Let \(s_n(f; x)\) be the partial sum of the first \((n+1)\) terms of the Fourier series of \(f\in L_{2\pi}\). We write \[ \sigma_n(x)= {1\over n} \sum^n_{k= 0} s_k(f;x)\quad (n>0).\tag{1} \] Recently, \textit{R. Mohanty} and \textit{B. K. Ray} [Bull. Calcutta Math.

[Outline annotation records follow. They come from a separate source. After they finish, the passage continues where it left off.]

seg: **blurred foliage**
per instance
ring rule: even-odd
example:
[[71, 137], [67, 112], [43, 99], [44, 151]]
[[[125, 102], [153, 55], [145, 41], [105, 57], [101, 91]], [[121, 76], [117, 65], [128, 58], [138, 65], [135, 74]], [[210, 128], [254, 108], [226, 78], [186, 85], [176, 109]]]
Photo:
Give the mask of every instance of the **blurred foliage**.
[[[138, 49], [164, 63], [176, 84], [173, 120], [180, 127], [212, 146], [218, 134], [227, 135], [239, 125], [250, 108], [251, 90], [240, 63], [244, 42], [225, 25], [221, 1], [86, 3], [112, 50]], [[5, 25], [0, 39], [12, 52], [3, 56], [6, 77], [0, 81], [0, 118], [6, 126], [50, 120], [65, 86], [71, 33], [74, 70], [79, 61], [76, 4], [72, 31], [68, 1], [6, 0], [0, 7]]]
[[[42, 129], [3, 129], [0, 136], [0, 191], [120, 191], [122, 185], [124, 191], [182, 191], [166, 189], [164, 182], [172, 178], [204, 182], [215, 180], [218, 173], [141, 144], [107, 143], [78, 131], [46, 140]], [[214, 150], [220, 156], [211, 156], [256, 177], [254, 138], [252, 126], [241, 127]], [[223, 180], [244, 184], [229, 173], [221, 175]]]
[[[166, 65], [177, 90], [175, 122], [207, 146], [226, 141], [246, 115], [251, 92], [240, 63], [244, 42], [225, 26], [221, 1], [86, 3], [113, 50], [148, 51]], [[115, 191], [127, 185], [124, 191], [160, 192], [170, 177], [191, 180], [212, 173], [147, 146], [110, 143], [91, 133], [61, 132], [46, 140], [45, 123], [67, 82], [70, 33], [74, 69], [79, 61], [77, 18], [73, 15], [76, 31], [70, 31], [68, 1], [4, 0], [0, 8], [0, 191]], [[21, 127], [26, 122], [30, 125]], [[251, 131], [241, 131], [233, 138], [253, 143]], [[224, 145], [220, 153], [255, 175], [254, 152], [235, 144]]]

Soc. 86, No. 1, 89-98 (1994; Zbl 0856.42009)] have studied the convergence and absolute convergence of the series \[ \sum^\infty_{n=1} {\sigma_n(x)- f(x)\over n}.\tag{2} \] For real \(x\), write \[ \phi(t)= {1\over 2}\{f(x+ t)+ f(x- t)- 2f(x)\},\quad c_0= -{2\over\pi} \int^\pi_0{(\pi u- u^2)\over (2\sin{1\over 2}u)^2} \phi(u)du, \] \[ T_n(x)= \sum^n_{k=1} {\sigma_k(x)- f(x)\over k}\quad (n\geq 1)\quad\text{and}\quad T_0(x)= 0. \] In this paper, the authors first show the Fourier character of the series (2) and then obtain the following estimate in Hölder metric: Let \(0\leq\beta< \alpha\leq 1\) and let \(f\in H_\alpha\). Then \[ \| B_p(T)+\textstyle{{1\over 2}} c_0\|_\beta= O(1) \begin{cases} p^{\beta- \alpha}\quad &(\alpha-\beta\neq 1)\\ p^{-1}\log p\quad & (\beta= 0, \alpha= 1),\end{cases} \] where \(B_p(T;x)\) is the Borel-exponential mean of the sequence \(\{T_n(x)\}^\infty_{n=0}\). Remark. It may be observed that the above estimate in the case \(\alpha-\beta\neq 1\) is sharper than the one obtained by these authors [J. Math. Anal. Appl. 219, No. 2, 279-293 (1998; Zbl 0914.42002)].